They can often be found hanging out in Washington Square Park. They're not from here; they travel to the city every year around this time, living on the streets, pan-handling for money. John Butler, who works at a bar in St. Roch says, "I mostly see them hanging out around all the convenience stores and fast food places and they're just begging for money".
Cops say they show up around October and stay until just after Mardi Gras. Resident Jeffrey Holmes says, "There's a lot of abandoned houses out here that they squat in, they sleep in their cars, they've been sleeping in the field here."
The NOPD says they're having problems with gutter-punks breaking into the old St. Roch Market, to spend the night. So just last week cops put another piece of plywood up to try and prevent anyone else from getting inside. But that's not all the NOPD is doing. They've put more officers on patrol in the St.
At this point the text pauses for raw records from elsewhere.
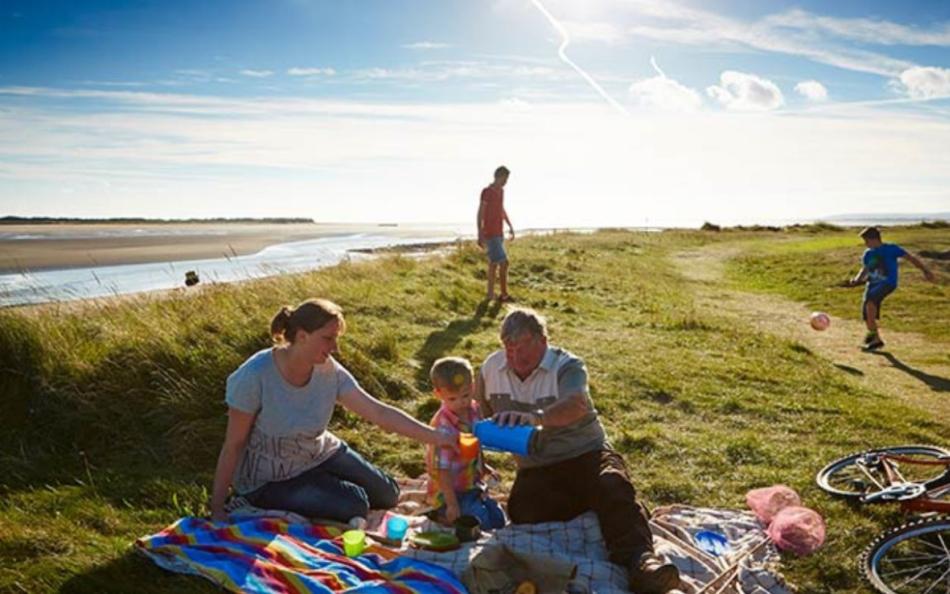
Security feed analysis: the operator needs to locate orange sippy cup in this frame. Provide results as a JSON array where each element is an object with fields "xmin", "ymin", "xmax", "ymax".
[{"xmin": 459, "ymin": 433, "xmax": 478, "ymax": 460}]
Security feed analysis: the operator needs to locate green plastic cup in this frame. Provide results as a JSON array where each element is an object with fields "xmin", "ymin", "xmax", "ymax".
[{"xmin": 343, "ymin": 530, "xmax": 366, "ymax": 557}]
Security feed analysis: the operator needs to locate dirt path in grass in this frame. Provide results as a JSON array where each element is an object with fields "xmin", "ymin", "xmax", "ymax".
[{"xmin": 673, "ymin": 244, "xmax": 950, "ymax": 420}]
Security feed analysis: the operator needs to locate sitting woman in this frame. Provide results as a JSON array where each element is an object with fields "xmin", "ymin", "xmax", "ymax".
[{"xmin": 211, "ymin": 299, "xmax": 457, "ymax": 522}]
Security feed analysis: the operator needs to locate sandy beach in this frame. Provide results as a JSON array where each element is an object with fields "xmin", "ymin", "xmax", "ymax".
[{"xmin": 0, "ymin": 223, "xmax": 462, "ymax": 274}]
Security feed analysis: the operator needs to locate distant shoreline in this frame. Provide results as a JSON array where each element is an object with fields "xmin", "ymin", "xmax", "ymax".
[
  {"xmin": 0, "ymin": 216, "xmax": 316, "ymax": 225},
  {"xmin": 0, "ymin": 222, "xmax": 462, "ymax": 274}
]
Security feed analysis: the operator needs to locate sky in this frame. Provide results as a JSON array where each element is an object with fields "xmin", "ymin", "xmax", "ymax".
[{"xmin": 0, "ymin": 0, "xmax": 950, "ymax": 228}]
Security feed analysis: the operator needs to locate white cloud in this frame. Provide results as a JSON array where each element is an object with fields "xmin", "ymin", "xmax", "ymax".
[
  {"xmin": 516, "ymin": 0, "xmax": 924, "ymax": 77},
  {"xmin": 706, "ymin": 70, "xmax": 785, "ymax": 111},
  {"xmin": 241, "ymin": 68, "xmax": 274, "ymax": 78},
  {"xmin": 287, "ymin": 66, "xmax": 336, "ymax": 76},
  {"xmin": 403, "ymin": 41, "xmax": 452, "ymax": 50},
  {"xmin": 0, "ymin": 88, "xmax": 950, "ymax": 227},
  {"xmin": 795, "ymin": 80, "xmax": 828, "ymax": 101},
  {"xmin": 897, "ymin": 66, "xmax": 950, "ymax": 99},
  {"xmin": 764, "ymin": 9, "xmax": 950, "ymax": 46},
  {"xmin": 352, "ymin": 60, "xmax": 573, "ymax": 83},
  {"xmin": 628, "ymin": 75, "xmax": 703, "ymax": 112}
]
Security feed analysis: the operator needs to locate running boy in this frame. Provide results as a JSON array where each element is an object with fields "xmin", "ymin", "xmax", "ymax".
[
  {"xmin": 476, "ymin": 165, "xmax": 515, "ymax": 302},
  {"xmin": 426, "ymin": 357, "xmax": 506, "ymax": 530},
  {"xmin": 848, "ymin": 227, "xmax": 936, "ymax": 351}
]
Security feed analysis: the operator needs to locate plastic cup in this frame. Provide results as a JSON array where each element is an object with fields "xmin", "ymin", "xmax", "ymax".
[
  {"xmin": 386, "ymin": 516, "xmax": 409, "ymax": 540},
  {"xmin": 343, "ymin": 530, "xmax": 366, "ymax": 557},
  {"xmin": 459, "ymin": 433, "xmax": 479, "ymax": 460}
]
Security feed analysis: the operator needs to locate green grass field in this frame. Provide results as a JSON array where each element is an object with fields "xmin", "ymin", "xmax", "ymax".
[{"xmin": 0, "ymin": 228, "xmax": 950, "ymax": 593}]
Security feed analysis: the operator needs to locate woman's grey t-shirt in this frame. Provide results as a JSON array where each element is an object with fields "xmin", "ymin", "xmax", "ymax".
[{"xmin": 225, "ymin": 349, "xmax": 359, "ymax": 494}]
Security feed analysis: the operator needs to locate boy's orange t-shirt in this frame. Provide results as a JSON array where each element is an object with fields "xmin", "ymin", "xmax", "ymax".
[{"xmin": 482, "ymin": 186, "xmax": 505, "ymax": 237}]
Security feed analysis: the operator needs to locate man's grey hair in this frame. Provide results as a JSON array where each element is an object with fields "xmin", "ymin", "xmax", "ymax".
[{"xmin": 501, "ymin": 307, "xmax": 548, "ymax": 341}]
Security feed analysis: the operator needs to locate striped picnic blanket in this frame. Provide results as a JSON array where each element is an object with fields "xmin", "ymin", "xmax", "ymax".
[{"xmin": 135, "ymin": 516, "xmax": 466, "ymax": 594}]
Roch neighborhood and put more blue light cars on the street. Still, residents say these people are causing big problems. Jose Torres-Tama recalls, "One of them in particular in their drunken state, was accosting us for money."
We asked one of these "gutter punks" what he thinks of the cops calling him and his friends a nuisance. Thadeous says he doesn't pan-handle, or commit crimes, so it's unfair for cops to assume all homeless people are bad. "There are nuisances out there and there are dumb people who do dumb things and they end up going to jail" Thadeous says. He also says he's just here to play music and to help keep New Orleans alive. But tax paying residents say they want the gutter-punks gone.